A 51-year-old male patient with a history of herniation of the esophageal hiatus, gastroesophageal reflux, hepatitis A in childhood and tonsillectomy.
He comes to consultation, where he mentions that he has "black spots in the tongue" of 3 months of evolution that have increased in number in recent weeks, but that do not produce symptoms.
On physical examination, several pigmented lesions with diffuse distribution, covering 3 × 3 cm from the base of the tongue, were observed.
These lesions are asymptomatic.
There is no trismus, dysphagia or odynophagia.
Lingual mobility is preserved and there are no alterations in tongue sensitivity or taste.
Cervical examination revealed no adenopathies.
At first, due to the appearance of the lesions, it is thought to be the first diagnostic option in vascular lesions.
Despite its "appearing appearance of benignity", incisional biopsy of the lesions is planned.
The latter finally reveals that it is a "mucous melanoma".
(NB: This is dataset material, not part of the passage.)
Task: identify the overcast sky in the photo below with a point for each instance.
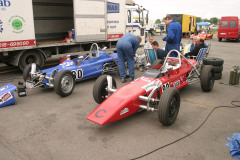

Because of the diagnosis, an extension study was carried out, including cervical-facial computerized tomography (CBCT), abdominal computerized tomography (body-CT) and positron emission tomography (PET-CT).
Body-CT is rigorously normal, while PET-CT demonstrates a hypermetabolic focus at the base of the tongue, but discards distant metastatic lesions.
The case is presented in a joint clinical session with radioterápica, surgical treatment.
Surgery began with temporary colostomy.
Next, resection of lingual lesions was performed with safety margins of 2 cm, using a midline cheilotomy and mandibulotomy.
The left lingual artery was preserved to ensure vascularization and therefore the viability of the lingual remnant.
Furthermore, due to the midline location of the lingual base and to reduce the risk of in-transit or occult metastases, prophylactic bilateral functional lymph node dissection was performed.
Finally, the functional reconstruction of the created defect was carried out, allowing the patient to preserve the function voiding and swallowing after subtotalectomy.
Thus, in view of the need to provide volume to the lingual remnant, we opted for anterolateral fasciocutaneous flap of the left thigh, 6 × 6 cm, based on a single perforating branch septocutaneous.
The recipient vessels were the superior thyroid artery and the right lingual vein.
Bilateral aspiration cervical drainages and nasogastric tube (NGS) were placed.
The patient was discharged and admitted favorably.
During his hospital stay, which lasted 8 days, the NGT was removed once he began to swallow and the symptoms were sutured.
The definitive pathological result was reported as "malignant mucosal melanoma, 3 mm from the surgical margin, with an invasive component measured 4.4 mm wide and 2.6 mm deep.
No metastases in cervical lymph nodes or vascular invasion were observed.
Immunohistochemistry showed positive staining for S100 and HMB45, but not for cytokeratins.
The tumor was staged as T3 N0 M0".
Due to the small microscopic margin achieved in spite of the great resection, the case was presented again in a joint clinical session with radiation therapy, adjuvant radiotherapy and immunotherapy.
Thus, 2 weeks after surgical treatment, the patient began radiotherapeutic treatment limited to the base of the tongue, without including cervical region (60 Gypa in single dose periwood-interferon toxicity), which was treated with intraoral radiation therapy.
This regimen consists of a first induction phase with 20 million U/m2 intravenously 5 days a week for 4 weeks and a second maintenance phase with 10 million U/m2 subcutaneously for 11 days once a week.
Currently, 13 months after surgery, the patient is asymptomatic, has no difficulty in metaplasia or metaplasia, and the flap is correctly positioned. There is no evidence of disease recurrence.